Elle tenait son arme à deux mains. Tout son corps était fléchi dans l'action ; il passa comme éclair, et puis ils entrèrent en collision.

Les pieds de Hannah se balancèrent vigoureusement dans le torse du géant tandis que son bâton frappait l'épaule jusqu'à en érafler la chair. Elle fit un effort intense pour se redresser et ne pas retomber au sol ; elle se cramponna au cou de Karey Daa, se dressa sur lui, puis, avec une rapidité exceptionnelle, lui asséna un coup dans l'oreille avant d'enfoncer la lame qui surmontait son bâton dans la plaie qu'elle avait déjà faite dans la peau grise du monstre. Ce dernier rugit et se secoua, mais Hannah se suspendit à l'une de ses cornes et tint bon.

La terrible bête était l'incarnation de quelque chose de puissant ; elle n'était donc absolument pas stupide. C'était à peine si Hannah l'avait prise au dépourvu ; elle s'apprêta à riposter. Elle saisit vigoureuse le tronc sculpté qui lui servait de masse et la leva ; pendant ce temps Hannah sciait la corne à laquelle elle avait commencé par s'attacher. Karey Daa vit pivoter son torse d'un coup sec, sans parvenir pour autant à faire tomber son adversaire. Hannah frappait toujours plus fort la corne du géant, quand ce dernier, poussé à bout, bondit en avant, atterrit à quatre pattes, et secoua la tête avec toute la force de son corps surpuissant. Hannah fut projetée au sol, mais –ô début de victoire!– elle tomba la corne à la main. Son dos racla contre le sol, déchirant ses vêtements et des fragments de peau au passage. Les larmes lui vinrent aux yeux et des gouttes de sang tiède éclatèrent au grand jour, mais cela n'avait plus d'importance ; elle souriait, et serrait sa corne comme une précieuse relique la rattachant à la vie. Son terrible ennemi se redressa et l'écrasa une première fois du regard avant de lever à deux bras son tronc surmonté d'une masse de pierre pour l'écraser une seconde. Il y eut comme un éclair soudain ; Hannah eut l'impression que la terre s'arrêtait de tourner. Elle vit l'arme aussi massive que meurtrière s'abattre lentement, très lentement – il lui semblait qu'elle devait traverser d'épaisses couches de gelée. Elle était comme hypnotisée, clouée sur place, elle n'eut le temps de rien faire, à peine de se cramponner au sol.

Et puis ce fut l'impact. 

Tout l'air quitta ses poumons d'un seul coup tandis qu'elle se convulsait en avant. La douleur, le choc lui fit perdre momentanément la vue ; le paysage comme le visage de son ennemi éclatèrent en une foule de scintillantes étoiles blanches qui lui lacéraient les rétines. Elle entendit des craquements – ou plutôt, elle les ressentit de l'intérieur, ainsi qu'une atroce douleur qui lui aurait coupé le souffle si ses poumons n'étaient pas déjà vides, et qui l'aurait aveuglée si elle y voyait encore quelque choses. Un cri mourut dans sa gorge ; ses côtes brisaient, son ventre se déchirait sous le poids énorme qui le transperçait. Du sang monta en flots par sa bouche, se répandit dans la terre, et ruissela le long de ses tempes, inondant son visage. Du sang... du sang partout... son sang, qui abreuvait le sol et dont les effluves montaient vers les cieux... Dans un dernier effort, elle remua en vain les bras. Elle vit, par intermédiaires entre toutes les taches qui obstruaient sa vision, le monstre terrible, fulminant – mais n'ayant plus qu'une corne. Alors, malgré la douleur lancinante, malgré l'énorme tronc et la masse tranchante qui l'avaient pratiquement coupée en deux, elle sourit, du sourire faible des morts.

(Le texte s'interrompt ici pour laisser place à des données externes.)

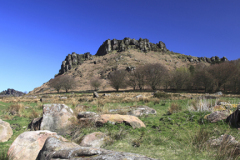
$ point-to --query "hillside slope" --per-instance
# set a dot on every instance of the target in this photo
(121, 54)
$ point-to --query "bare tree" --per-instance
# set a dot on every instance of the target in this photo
(140, 76)
(68, 82)
(180, 78)
(117, 79)
(56, 83)
(96, 83)
(154, 74)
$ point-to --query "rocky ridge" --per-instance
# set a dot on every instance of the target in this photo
(142, 45)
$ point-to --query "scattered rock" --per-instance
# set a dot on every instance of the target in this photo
(117, 118)
(5, 131)
(56, 117)
(218, 116)
(95, 139)
(95, 95)
(234, 118)
(142, 110)
(62, 98)
(28, 144)
(35, 124)
(57, 149)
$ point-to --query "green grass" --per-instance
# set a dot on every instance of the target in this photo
(181, 135)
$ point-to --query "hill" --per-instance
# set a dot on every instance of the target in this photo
(121, 54)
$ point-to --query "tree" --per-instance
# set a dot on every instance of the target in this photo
(154, 74)
(68, 82)
(96, 83)
(180, 78)
(56, 83)
(202, 78)
(117, 79)
(140, 77)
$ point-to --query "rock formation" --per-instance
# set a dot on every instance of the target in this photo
(128, 43)
(72, 60)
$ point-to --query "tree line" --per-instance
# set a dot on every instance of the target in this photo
(200, 78)
(216, 77)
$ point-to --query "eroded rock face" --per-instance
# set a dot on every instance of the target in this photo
(28, 144)
(95, 139)
(5, 131)
(117, 118)
(56, 117)
(56, 149)
(218, 116)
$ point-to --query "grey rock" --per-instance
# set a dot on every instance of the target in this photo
(57, 149)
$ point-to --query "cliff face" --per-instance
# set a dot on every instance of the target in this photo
(73, 60)
(128, 43)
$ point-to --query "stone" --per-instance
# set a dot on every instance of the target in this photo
(87, 115)
(56, 117)
(28, 144)
(57, 149)
(95, 139)
(117, 118)
(142, 110)
(35, 124)
(234, 118)
(95, 95)
(223, 139)
(5, 131)
(218, 116)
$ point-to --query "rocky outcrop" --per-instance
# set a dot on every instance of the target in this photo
(11, 92)
(57, 149)
(28, 144)
(234, 118)
(5, 131)
(95, 139)
(73, 60)
(128, 43)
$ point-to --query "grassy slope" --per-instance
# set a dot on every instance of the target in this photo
(176, 136)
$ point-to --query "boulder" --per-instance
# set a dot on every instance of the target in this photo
(35, 124)
(28, 144)
(5, 131)
(56, 117)
(95, 139)
(57, 149)
(234, 118)
(117, 118)
(218, 116)
(223, 139)
(142, 110)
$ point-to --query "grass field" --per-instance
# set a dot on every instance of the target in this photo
(175, 132)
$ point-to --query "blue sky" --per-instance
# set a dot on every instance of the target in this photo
(36, 35)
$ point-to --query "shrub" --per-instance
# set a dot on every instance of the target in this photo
(174, 108)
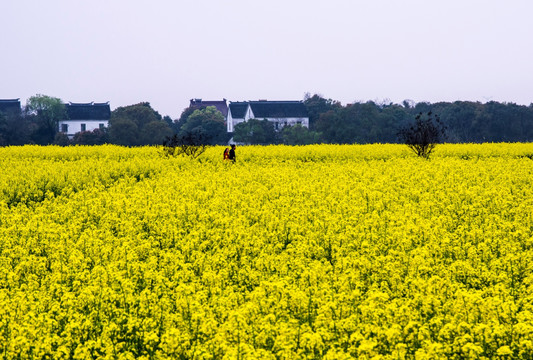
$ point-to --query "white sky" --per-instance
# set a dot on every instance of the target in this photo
(169, 51)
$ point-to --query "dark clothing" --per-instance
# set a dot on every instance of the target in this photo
(232, 155)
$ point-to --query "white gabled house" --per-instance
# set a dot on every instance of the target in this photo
(85, 117)
(281, 113)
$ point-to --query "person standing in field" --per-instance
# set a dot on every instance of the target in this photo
(232, 153)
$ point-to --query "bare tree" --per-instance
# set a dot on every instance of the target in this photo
(424, 134)
(192, 144)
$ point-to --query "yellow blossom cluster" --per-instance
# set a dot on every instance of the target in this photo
(312, 252)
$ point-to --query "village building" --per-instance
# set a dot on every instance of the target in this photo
(281, 113)
(85, 117)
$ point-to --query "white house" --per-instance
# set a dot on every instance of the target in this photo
(85, 117)
(281, 113)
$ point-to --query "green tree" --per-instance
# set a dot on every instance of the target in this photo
(255, 131)
(208, 121)
(46, 111)
(137, 124)
(124, 132)
(317, 105)
(155, 132)
(95, 137)
(14, 129)
(299, 135)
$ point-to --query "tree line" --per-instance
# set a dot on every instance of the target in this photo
(330, 122)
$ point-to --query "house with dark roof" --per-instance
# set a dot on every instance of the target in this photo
(281, 113)
(10, 106)
(220, 105)
(85, 117)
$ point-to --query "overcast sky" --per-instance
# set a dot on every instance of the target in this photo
(169, 51)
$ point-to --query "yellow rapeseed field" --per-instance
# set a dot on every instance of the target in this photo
(315, 252)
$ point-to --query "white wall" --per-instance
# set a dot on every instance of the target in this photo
(74, 126)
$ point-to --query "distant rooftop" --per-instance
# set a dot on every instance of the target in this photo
(220, 105)
(238, 109)
(88, 111)
(278, 109)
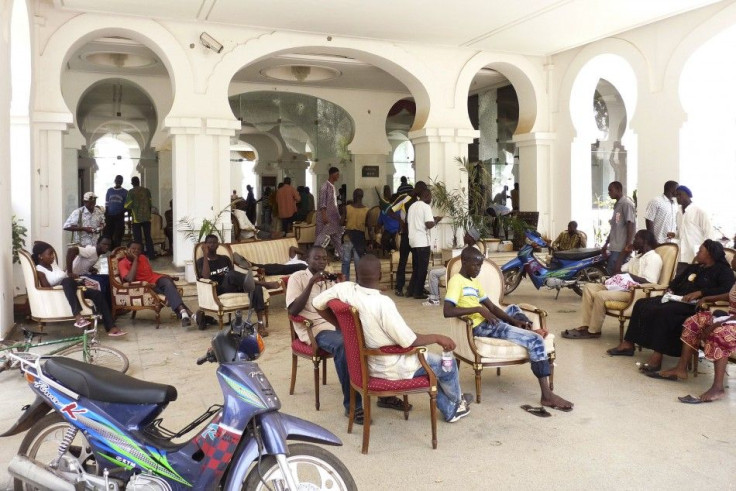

Le peu de paysage qu'elle apercevait vacilla, elle entendit un résonnement sourd au fond de son crâne, puis tout devint noir, et elle sentit la vie s'échapper d'elle à la fois par son sang et par le faible soupir qu'elle exhala.

***

Lentement, elle tenta d'ouvrir les yeux. Ses paupières étaient terriblement lourdes et elle sentait comme des masses martelant constamment l'intérieur de son crâne. Elle allongea légèrement la tête en arrière ; elle était dans un environnement lourd, et il lui semblait qu'elle était entourée de coton épais, et si moelleux que c'en devenait presque étouffant. Elle regarda autour d'elle ; elle vit le ciel partout. Il était au-dessus d'elle, terriblement proche, comme si elle pouvait s'écraser contre sa voûte ; et puis il était à ses côtés, et, même si elle ne pouvait le voir, elle devina qu'il était en dessous-d'elle aussi.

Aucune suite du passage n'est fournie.